The Great AI Money-Go-Round

Welcome to AI Collision 💥,

In today’s collision between AI and our world:

  • You spin me right round baby right round…
  • $100 billion for you (now give it back)
  • $300 billion for you (now give it back)

If that’s enough to get the money circulating, read on…

AI Collision 💥

Last week gave us one of the more surreal spectacles in the short but explosive history of artificial intelligence deals.

Nvidia, OpenAI and Oracle all lined up to throw hundreds of millions of dollars at each other.

Nvidia pays OpenAI for model access. OpenAI pays Oracle for compute and cloud. Oracle buys more Nvidia chips to keep the loop spinning.

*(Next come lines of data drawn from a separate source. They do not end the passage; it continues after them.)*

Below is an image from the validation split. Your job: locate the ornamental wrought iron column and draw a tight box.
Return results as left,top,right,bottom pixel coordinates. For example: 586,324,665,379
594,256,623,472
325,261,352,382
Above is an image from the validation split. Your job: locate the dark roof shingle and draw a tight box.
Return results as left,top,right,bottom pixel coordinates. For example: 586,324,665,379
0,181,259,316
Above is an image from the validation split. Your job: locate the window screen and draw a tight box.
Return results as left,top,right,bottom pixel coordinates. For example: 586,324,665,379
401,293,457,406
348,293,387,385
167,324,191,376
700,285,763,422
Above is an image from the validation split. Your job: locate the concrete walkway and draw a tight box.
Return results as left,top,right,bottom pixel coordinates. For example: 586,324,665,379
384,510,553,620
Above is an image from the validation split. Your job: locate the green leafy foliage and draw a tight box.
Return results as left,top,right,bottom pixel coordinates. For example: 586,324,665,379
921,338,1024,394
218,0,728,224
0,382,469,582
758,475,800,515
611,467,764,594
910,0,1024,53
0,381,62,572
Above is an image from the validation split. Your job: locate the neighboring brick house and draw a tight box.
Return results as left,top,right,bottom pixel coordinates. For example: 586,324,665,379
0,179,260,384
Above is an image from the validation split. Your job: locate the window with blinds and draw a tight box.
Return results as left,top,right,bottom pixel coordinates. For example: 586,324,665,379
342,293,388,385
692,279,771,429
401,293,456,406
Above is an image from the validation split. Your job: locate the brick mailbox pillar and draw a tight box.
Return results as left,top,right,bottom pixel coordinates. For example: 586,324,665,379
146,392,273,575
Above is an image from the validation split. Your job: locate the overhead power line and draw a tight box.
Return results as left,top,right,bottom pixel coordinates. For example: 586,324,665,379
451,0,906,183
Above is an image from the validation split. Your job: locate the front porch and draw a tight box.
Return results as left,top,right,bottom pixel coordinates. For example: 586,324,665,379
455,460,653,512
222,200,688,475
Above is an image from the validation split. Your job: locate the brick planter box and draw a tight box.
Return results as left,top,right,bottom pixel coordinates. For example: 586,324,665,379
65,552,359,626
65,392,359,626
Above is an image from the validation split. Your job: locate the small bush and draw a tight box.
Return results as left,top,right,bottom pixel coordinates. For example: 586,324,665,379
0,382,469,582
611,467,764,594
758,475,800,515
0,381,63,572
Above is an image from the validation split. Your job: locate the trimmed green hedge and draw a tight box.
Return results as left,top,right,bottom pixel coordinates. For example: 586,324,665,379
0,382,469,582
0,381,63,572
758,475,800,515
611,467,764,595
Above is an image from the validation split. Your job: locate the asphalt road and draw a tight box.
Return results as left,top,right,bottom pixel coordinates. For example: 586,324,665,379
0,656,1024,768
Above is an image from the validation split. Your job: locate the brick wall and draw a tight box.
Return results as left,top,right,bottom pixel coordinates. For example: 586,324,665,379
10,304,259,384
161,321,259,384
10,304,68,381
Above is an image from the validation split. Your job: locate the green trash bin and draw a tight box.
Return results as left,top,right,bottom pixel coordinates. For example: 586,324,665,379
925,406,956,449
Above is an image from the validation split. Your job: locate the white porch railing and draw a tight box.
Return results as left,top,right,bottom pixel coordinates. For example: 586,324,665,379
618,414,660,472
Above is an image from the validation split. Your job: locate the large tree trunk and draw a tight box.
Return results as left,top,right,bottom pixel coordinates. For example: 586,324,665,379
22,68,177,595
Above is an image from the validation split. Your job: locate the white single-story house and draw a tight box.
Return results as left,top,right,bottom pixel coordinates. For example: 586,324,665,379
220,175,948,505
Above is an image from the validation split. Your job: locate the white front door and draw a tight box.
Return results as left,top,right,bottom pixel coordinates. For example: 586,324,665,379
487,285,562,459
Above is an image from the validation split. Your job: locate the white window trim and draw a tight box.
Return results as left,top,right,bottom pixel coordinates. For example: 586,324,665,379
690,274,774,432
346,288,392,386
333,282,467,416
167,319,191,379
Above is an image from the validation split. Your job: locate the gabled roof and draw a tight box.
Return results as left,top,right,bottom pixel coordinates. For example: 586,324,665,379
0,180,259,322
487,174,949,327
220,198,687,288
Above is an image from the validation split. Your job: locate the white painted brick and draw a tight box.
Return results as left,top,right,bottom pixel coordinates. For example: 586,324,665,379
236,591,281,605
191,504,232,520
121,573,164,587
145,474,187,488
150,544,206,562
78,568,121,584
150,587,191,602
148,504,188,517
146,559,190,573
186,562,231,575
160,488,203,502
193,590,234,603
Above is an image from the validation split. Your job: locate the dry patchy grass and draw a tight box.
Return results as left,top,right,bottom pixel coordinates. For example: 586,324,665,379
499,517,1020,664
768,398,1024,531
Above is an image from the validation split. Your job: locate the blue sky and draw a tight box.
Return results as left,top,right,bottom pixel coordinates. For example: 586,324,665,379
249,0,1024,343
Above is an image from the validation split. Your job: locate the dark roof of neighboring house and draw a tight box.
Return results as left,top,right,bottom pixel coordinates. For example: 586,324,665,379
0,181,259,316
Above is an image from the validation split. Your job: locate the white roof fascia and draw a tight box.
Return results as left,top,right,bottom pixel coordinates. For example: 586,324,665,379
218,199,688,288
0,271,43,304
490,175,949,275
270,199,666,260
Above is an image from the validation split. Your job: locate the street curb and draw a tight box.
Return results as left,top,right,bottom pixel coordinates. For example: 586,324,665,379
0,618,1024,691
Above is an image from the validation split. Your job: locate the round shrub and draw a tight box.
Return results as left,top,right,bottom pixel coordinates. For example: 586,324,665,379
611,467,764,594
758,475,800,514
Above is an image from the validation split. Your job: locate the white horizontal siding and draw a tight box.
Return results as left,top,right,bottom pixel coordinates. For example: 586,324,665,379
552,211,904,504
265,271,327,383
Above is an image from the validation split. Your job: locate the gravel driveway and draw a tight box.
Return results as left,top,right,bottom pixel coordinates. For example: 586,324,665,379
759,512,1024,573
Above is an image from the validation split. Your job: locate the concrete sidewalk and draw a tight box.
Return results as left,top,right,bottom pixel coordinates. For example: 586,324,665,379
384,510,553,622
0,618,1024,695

It’s $100 billion shifting from one hand to the other, to the other to the other. And $300 billion shifting from one hand to the other, to the other to the other.

This great little illustration shows it best…

Source: Technopedia

Step back and look at it from above and you can’t help but laugh.

It’s like three billionaires sitting at a poker table passing the same $100 bill around in circles, each one pretending they’re wealthier than the last. Only here the chips aren’t $100 bills, they’re contracts worth hundreds of billions of dollars.

It’s the circular economy of AI.

Or is it the greatest accounting scandal in history.

Or the most bullish signal you’ll ever see for the sector.

If this were a sane world, Nvidia would simply hand OpenAI a few racks of H100 GPUs, OpenAI would give Oracle access to ChatGPT Enterprise, and Oracle would grant Nvidia free server time to test its next line of silicon.

Like we used to barter chickens for cows for steel and for beer, there was an easier outcome here. Barter, done.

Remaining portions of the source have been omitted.